In [99]:
import pandas as pd
df = pd.DataFrame({
    'Name': ['John', 'Jane', 'Doe'],
    'Age': [28, 34, 45],
    'Experience': [5, 10, 15],
})
df.to_csv('dataframe1.csv', index=False)


In [100]:
from pyspark.sql import SparkSession

spark = SparkSession.builder.appName("Practise_Dataframe").getOrCreate()

In [101]:
spark.read.option('header', 'true').csv('dataframe1.csv').show()

+----+---+----------+
|Name|Age|Experience|
+----+---+----------+
|John| 28|         5|
|Jane| 34|        10|
| Doe| 45|        15|
+----+---+----------+



In [102]:
df_pyspark = spark.read.option('header', 'true').csv('dataframe1.csv')

In [103]:
df_pyspark.printSchema()

root
 |-- Name: string (nullable = true)
 |-- Age: string (nullable = true)
 |-- Experience: string (nullable = true)



In [104]:
df_pyspark = spark.read.option('header', 'true').csv('dataframe1.csv', inferSchema=True)

In [105]:
df_pyspark.printSchema()

root
 |-- Name: string (nullable = true)
 |-- Age: integer (nullable = true)
 |-- Experience: integer (nullable = true)



In [106]:
df_pyspark = spark.read.csv('dataframe1.csv', header=True, inferSchema=True)
df_pyspark.show()

+----+---+----------+
|Name|Age|Experience|
+----+---+----------+
|John| 28|         5|
|Jane| 34|        10|
| Doe| 45|        15|
+----+---+----------+



In [107]:
df_pyspark.printSchema()

root
 |-- Name: string (nullable = true)
 |-- Age: integer (nullable = true)
 |-- Experience: integer (nullable = true)



In [108]:
type(df_pyspark)

pyspark.sql.classic.dataframe.DataFrame

In [109]:
df_pyspark.columns

['Name', 'Age', 'Experience']

In [110]:
df_pyspark.dtypes

[('Name', 'string'), ('Age', 'int'), ('Experience', 'int')]

In [111]:
df_pyspark.head(2)

[Row(Name='John', Age=28, Experience=5),
 Row(Name='Jane', Age=34, Experience=10)]

In [112]:
df_pyspark.show()

+----+---+----------+
|Name|Age|Experience|
+----+---+----------+
|John| 28|         5|
|Jane| 34|        10|
| Doe| 45|        15|
+----+---+----------+



In [113]:
df_pyspark.select('Name').show()

+----+
|Name|
+----+
|John|
|Jane|
| Doe|
+----+



In [114]:
df_pyspark.select(['Name', 'Experience']).show()

+----+----------+
|Name|Experience|
+----+----------+
|John|         5|
|Jane|        10|
| Doe|        15|
+----+----------+



In [115]:
df_pyspark['Name']

Column<'Name'>

df_pyspark['Name'].show() throws an error because they are not valid or no show func

In [116]:
df_pyspark.describe().show()

+-------+----+------------------+----------+
|summary|Name|               Age|Experience|
+-------+----+------------------+----------+
|  count|   3|                 3|         3|
|   mean|NULL|35.666666666666664|      10.0|
| stddev|NULL| 8.621678104251709|       5.0|
|    min| Doe|                28|         5|
|    max|John|                45|        15|
+-------+----+------------------+----------+



In [117]:
df_pyspark.withColumn('Experience after 2 years', df_pyspark['Experience'] + 2).show()

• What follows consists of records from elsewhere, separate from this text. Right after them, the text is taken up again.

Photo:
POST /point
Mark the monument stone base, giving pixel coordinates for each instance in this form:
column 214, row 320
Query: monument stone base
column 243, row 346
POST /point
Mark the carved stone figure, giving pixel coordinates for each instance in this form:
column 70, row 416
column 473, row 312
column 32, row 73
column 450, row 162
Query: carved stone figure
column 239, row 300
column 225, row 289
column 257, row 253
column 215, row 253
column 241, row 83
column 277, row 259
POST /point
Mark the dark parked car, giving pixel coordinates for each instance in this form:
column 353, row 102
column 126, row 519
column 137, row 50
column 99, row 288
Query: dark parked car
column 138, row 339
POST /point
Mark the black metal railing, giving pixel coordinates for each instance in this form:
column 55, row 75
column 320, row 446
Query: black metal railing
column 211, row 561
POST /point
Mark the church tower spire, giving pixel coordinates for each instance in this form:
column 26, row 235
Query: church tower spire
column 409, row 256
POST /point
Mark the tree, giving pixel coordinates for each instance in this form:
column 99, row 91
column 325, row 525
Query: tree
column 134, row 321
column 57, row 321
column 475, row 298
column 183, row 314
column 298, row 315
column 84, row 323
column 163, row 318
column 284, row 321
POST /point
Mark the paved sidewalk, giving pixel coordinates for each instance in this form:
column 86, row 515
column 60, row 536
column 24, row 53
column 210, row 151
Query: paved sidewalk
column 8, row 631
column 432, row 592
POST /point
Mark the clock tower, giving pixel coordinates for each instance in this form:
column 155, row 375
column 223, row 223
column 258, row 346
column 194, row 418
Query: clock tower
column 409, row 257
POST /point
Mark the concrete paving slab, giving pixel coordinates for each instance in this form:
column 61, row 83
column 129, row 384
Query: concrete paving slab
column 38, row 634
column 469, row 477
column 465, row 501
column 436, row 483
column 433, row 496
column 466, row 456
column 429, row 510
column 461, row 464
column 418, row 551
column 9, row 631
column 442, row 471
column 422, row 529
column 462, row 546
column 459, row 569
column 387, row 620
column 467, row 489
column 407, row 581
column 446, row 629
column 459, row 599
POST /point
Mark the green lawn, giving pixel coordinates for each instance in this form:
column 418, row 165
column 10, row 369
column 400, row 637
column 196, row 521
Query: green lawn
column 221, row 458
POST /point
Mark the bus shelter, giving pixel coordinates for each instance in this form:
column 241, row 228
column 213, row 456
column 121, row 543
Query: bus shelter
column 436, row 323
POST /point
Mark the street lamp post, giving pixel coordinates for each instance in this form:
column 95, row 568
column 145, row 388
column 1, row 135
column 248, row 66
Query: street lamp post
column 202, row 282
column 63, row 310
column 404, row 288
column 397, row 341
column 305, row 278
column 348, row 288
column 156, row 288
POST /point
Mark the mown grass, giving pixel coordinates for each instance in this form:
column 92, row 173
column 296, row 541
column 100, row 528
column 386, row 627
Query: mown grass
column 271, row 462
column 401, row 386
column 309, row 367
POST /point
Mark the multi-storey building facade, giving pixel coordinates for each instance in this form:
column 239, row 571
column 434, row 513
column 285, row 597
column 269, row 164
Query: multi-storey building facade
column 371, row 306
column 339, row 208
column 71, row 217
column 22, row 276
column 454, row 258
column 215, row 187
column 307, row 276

+----+---+----------+------------------------+
|Name|Age|Experience|Experience after 2 years|
+----+---+----------+------------------------+
|John| 28|         5|                       7|
|Jane| 34|        10|                      12|
| Doe| 45|        15|                      17|
+----+---+----------+------------------------+



In [118]:
df_pyspark.drop('Experience after 2 years').show()

+----+---+----------+
|Name|Age|Experience|
+----+---+----------+
|John| 28|         5|
|Jane| 34|        10|
| Doe| 45|        15|
+----+---+----------+



In [119]:
df_pyspark.withColumnRenamed('Experience', 'Years of Experience').show()

+----+---+-------------------+
|Name|Age|Years of Experience|
+----+---+-------------------+
|John| 28|                  5|
|Jane| 34|                 10|
| Doe| 45|                 15|
+----+---+-------------------+